There is a close connection between cultural identity and specific musical styles. While there are different languages of music, within those languages there are regional "dialects" and "accents." Despite the fact that my seminary friend and I had grown up in neighboring states, we responded differently to the two examples because of our respective musical languages—both derived from Western European tradition (though his might also have contained blues, and, therefore, African elements).

Often, in describing their inability to perceive music as well as they'd like, people say they don't "understand" music. Yet understanding is probably less important than exposure. A professor of mine said that the old cliché "I don't know much about music, but I know what I like" should really be "I don't know much about music, but I like what I know."

Most people enjoy their favorite music, whether it is classical European or Argentine dance music, without knowing much about its structure or theoretical components. This lack of technical knowledge does not prevent someone from being deeply moved by the music. Its impact comes from years of exposure to music, stored in the mind and heart, and the associated experiences and feelings. Old familiar sounds, or new sounds related to the old ones, evoke an emotional response as they fall on our ears and trigger our memory.

When one has had a profound spiritual experience, hearing the music later that was connected with it powerfully recalls the event or even evokes new spiritual response.

Predictably, the kind of music that a person is exposed to before adulthood is likely to elicit lifelong responses. Certainly new types of music, as well as further examples of familiar styles, may be added throughout life, just as we may develop new tastes in food as we age. There may always be, however, a particular fondness for the music of ones youth, just as there is for the food of ones home.

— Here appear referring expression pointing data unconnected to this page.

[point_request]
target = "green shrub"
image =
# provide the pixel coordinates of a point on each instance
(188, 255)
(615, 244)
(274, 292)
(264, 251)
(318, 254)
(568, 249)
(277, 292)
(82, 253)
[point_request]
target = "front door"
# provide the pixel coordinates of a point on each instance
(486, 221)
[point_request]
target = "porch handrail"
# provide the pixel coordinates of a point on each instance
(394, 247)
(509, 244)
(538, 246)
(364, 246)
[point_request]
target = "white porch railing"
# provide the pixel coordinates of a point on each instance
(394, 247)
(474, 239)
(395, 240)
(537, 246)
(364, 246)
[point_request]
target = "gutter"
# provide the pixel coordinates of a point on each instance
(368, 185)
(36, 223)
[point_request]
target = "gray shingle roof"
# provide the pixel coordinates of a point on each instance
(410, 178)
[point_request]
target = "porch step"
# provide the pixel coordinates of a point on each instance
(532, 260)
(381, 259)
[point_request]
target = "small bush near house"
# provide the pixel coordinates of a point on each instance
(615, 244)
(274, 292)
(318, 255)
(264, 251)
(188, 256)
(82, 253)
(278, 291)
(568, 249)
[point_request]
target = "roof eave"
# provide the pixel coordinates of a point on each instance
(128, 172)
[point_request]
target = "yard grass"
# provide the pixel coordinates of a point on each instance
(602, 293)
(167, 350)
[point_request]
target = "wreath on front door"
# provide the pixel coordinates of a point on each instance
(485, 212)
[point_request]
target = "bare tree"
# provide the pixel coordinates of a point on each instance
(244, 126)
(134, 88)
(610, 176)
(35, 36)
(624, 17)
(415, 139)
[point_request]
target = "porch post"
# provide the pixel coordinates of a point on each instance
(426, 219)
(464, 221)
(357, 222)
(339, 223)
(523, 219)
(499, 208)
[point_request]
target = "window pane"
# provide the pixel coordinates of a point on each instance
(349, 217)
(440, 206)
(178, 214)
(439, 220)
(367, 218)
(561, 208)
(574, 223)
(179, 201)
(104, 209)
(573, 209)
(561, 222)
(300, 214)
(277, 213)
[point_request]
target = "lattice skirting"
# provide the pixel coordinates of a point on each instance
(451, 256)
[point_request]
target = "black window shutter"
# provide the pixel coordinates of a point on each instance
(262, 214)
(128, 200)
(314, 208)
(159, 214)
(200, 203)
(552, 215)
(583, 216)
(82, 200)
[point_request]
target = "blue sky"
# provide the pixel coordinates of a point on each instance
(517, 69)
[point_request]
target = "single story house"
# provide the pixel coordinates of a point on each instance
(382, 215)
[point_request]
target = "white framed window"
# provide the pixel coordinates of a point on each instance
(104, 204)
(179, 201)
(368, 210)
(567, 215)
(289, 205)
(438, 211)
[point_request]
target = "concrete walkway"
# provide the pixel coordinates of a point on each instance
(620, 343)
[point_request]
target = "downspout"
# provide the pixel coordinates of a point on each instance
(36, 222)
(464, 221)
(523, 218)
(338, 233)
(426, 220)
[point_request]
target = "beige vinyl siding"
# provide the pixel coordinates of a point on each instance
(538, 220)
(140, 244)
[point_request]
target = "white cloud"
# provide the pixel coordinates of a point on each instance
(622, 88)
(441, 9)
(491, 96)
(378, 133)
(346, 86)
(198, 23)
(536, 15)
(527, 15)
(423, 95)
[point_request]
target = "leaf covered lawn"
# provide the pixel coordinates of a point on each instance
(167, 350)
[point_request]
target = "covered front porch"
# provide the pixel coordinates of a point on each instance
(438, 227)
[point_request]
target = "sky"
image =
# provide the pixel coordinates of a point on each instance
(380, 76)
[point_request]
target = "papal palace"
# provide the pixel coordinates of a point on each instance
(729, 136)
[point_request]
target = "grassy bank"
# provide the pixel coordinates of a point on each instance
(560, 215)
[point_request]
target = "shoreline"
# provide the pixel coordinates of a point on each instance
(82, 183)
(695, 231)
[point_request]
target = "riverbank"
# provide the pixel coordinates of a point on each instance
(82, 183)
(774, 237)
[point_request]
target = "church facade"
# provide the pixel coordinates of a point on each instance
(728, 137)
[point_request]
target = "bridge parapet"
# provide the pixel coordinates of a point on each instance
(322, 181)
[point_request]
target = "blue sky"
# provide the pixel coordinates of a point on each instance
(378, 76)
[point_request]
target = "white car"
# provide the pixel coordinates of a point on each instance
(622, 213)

A friend of mine who loved working with children's choirs said, "I figure that one of the most important things I do is to sock away snippets of Mozart into their little temporal lobes, so that they will love it for their lifetime."

Still, it is never too late to learn to love new music, and we may find that repeated exposure to music even later in life elicits strong feelings about it. Hearing a little music a lot has a greater impact than hearing a lot of music a little. Repetition of a composition allows it really to belong to you.